At the county crisis unit, which is designed only for short stays, staff members made 67 calls over the past week to the state's four mental hospitals and 11 private facilities in search of an available bed. Each time, they were told there was either no space or the facility was not equipped to serve Joshua.
No end of troubles
"Joshua has complex needs," said Crystal Farrow, Wake County's director of mental health services. "We have given Joshua the best care we can under the circumstances in an outpatient crisis center, but we don't have a bed for him."
On the second day, police officers had to subdue and handcuff Joshua three times when he tried to leave.
Mabry, a single mother, has cared for her troubled son largely on her own. Joshua is enrolled in a special sixth-grade class for children with developmental disabilities at East Millbrook Middle School, but his mother is limited to working part time in a low-paying data entry job so she can be home when school lets out.
The family has no health insurance, though Joshua is covered under Medicaid because of his disabilities.
Joshua has always been energetic. But recently he has become more aggressive both at home and school, Mabry said. Though he has roughly the intellect of a toddler, Joshua's body is quickly growing into that of a man.
He is now stronger than his mother, and she has slowly come to realize she can no longer physically restrain him. He sometimes runs out the door only to become confused and burst into the homes of unsuspecting neighbors. Other times, he takes off running toward four lanes of traffic on nearby Capital Boulevard.
Mabry tried her best to stop him Jan. 18. But her son grabbed her hair and pushed her to the floor, punching her in the back of the head. Mabry's 9-year-old son then jumped on his big brother's back. Joshua flung the child across the kitchen and into the refrigerator, Mabry said.
"When he hits me, I can't hit him back, because he doesn't know any better," she said.
Reluctantly, she called 911. The Wake Forest police took Joshua to the crisis center in an aging building behind WakeMed's Raleigh campus. A few hundred yards away, the county is building a $23million center that will have a limited number of overnight beds, but it won't be ready until the end of the year.
Mabry said staff members at the Wake facility suggested she might have to take Joshua to another state to find a hospital that would take him. Many private facilities won't accept patients with a recent history of violence and aggression.
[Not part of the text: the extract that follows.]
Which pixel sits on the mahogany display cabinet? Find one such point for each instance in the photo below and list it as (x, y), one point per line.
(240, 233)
"They want to pick them like cherries from a tree," Mabry said of the admissions process. "They don't want anyone who might make a problem for them."
A bed in Morganton
The News & Observer asked a spokeswoman at the state Department of Health and Human Services on Thursday afternoon to comment about Joshua's plight. An administrator called back in less than an hour to say a bed was available for the teen at Broughton Hospital, a state mental facility in Morganton, about 200 miles west of Raleigh.
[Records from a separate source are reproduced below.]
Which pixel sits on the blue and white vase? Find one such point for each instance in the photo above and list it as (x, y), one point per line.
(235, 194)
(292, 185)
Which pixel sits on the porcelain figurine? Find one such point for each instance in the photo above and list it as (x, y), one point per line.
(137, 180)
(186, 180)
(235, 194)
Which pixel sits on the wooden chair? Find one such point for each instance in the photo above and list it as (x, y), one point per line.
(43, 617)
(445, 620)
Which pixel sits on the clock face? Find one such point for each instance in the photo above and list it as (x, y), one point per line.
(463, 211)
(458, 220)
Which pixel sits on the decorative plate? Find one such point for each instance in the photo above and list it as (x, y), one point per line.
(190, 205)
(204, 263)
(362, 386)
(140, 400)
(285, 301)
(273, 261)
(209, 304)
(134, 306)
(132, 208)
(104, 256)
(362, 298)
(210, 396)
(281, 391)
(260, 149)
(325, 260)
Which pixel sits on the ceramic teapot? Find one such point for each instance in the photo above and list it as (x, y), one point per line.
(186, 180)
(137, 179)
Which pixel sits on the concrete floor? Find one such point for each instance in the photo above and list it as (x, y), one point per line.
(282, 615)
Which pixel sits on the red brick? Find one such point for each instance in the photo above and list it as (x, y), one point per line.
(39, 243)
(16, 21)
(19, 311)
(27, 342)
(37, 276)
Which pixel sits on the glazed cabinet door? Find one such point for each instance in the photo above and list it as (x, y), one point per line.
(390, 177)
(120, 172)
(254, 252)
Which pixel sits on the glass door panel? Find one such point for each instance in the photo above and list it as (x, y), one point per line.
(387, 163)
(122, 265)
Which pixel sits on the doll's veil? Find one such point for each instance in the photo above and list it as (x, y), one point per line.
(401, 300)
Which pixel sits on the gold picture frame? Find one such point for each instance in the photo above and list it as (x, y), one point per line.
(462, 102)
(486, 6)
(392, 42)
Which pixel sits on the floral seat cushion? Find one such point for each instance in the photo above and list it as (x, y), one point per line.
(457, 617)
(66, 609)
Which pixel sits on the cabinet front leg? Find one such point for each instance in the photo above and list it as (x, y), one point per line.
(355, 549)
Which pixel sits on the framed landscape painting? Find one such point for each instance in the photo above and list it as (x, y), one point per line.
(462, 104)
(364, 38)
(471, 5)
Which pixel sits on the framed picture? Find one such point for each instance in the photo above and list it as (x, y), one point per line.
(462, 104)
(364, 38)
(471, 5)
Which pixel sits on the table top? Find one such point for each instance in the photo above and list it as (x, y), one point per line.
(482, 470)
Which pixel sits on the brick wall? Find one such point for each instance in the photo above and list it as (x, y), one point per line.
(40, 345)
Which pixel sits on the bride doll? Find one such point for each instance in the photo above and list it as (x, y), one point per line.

Dr. Michael Lancaster, the state's chief of clinical policy, said the issue wasn't necessarily a lack of beds, as the staff at Wake's crisis center had been repeatedly told. He said there was a concern that a state mental hospital wasn't the best place for Joshua.
"The initial hope was that we could stabilize him in the crisis center where he was," Lancaster said. "The second hope was that we could get him into a respite care situation, more appropriate for his [developmental disability] symptoms and autism issues that he struggles with."
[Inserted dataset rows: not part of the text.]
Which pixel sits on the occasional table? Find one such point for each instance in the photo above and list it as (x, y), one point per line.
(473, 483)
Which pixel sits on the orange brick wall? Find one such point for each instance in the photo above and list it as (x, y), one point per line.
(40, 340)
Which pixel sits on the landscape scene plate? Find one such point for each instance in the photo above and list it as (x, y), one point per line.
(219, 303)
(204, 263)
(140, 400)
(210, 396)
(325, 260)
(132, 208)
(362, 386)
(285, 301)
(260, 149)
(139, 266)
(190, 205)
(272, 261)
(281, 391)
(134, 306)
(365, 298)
Respite care facilities are private homes caring for a single patient or a group of residents. Group homes have been among the programs hit hard by the state's most recent budget cuts.
Tuesday night, Mabry wept as she prepared to load Joshua in the back of a Wake deputy's car for the three-hour drive to Broughton.
"We've never been apart for more than two days," she said between sobs. "I know I have to send him away so he can get help, but it is so hard to know he won't be coming home with me."